Wednesday 26 July 2023

Slithery Starmer and Stalin

I chanced upon this Youtube video from “Not The Andrew Marr Show”, the other day, and was struck, in the section of it showing the slithery nature of Starmer, in his attempt to blame the Uxbridge By-Election defeat on Sadiq Khan, and ULEZ, a policy he was shown to have previously endorsed and encouraged, with the approach of Stalin, as described by Trotsky in relation to The Chinese Revolution. The other similarity, was the way Stalin, and Stalinism engendered a series of political clones, in the same way that Starmer is doing inside the Labour Party.


The similarities can be summarised as:
  1. Public pronouncements by the Leader are phrased in vague terms so that, later, they can be reinterpreted.

  2. Internal discussions, and requirements place responsibility on local representatives to carry out decisions, meaning, when they go wrong, the Leaders can deny blame, and use the local representatives as scapegoats.

  3. The Leaders can publicly make 180 degree turns in position without justifying themselves, but again phrased in vague terms, ready to repeat the exercise.

  4. The leaders, must always, never lead, but always tail public opinion, meaning they adopt positions after the event, including when that means that public opinion and events has, then, left them behind.
In China, after the betrayal of the revolution, by Stalin, had led to defeat and demoralisation, for lack of leadership, and support of the rising revolutionary wave, and, instead, had opposed the creation of soviets, arming of the workers, and so on, and, instead, subordinated them to the Popular Front and the KMT, the Stalinists publicly spoke out against “adventurism”, i.e., against the organisation of further coups and military attacks by groups of workers and poor peasants.
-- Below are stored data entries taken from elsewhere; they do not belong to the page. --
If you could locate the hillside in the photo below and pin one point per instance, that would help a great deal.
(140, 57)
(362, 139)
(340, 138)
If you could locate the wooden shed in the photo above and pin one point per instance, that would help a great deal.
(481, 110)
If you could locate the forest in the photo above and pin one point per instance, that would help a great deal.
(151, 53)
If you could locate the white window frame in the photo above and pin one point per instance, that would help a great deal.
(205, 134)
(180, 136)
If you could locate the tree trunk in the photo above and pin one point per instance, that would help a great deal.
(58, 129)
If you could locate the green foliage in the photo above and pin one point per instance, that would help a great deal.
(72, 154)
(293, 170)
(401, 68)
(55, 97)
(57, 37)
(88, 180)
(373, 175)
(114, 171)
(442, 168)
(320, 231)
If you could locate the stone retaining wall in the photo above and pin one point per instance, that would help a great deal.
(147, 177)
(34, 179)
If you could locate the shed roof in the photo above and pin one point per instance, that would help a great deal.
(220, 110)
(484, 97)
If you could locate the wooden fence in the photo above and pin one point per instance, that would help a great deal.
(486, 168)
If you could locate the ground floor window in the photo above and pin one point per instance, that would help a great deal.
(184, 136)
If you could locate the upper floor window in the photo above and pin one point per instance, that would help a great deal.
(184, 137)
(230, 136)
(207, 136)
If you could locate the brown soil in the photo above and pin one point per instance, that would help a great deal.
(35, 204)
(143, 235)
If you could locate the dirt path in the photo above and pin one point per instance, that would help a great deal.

However, in the internal discussions, and directions sent to local Communist Party officials, the pressure was precisely for such adventurist activities to be organised, partly as a means of diverting attention from the discussion of the betrayals and failures of the Stalinist leadership, being exposed by the Left Opposition.

It meant that, when these adventures occurred, the Stalinist press could report them without comment, leaving them free to take credit for any success, but also, to point to its vague public pronouncements, when they invariably went wrong, and to simply blame the instruments of the policy, at local level, rather than the leadership itself. All of that can be seen in the way Starmer now operates in the LP.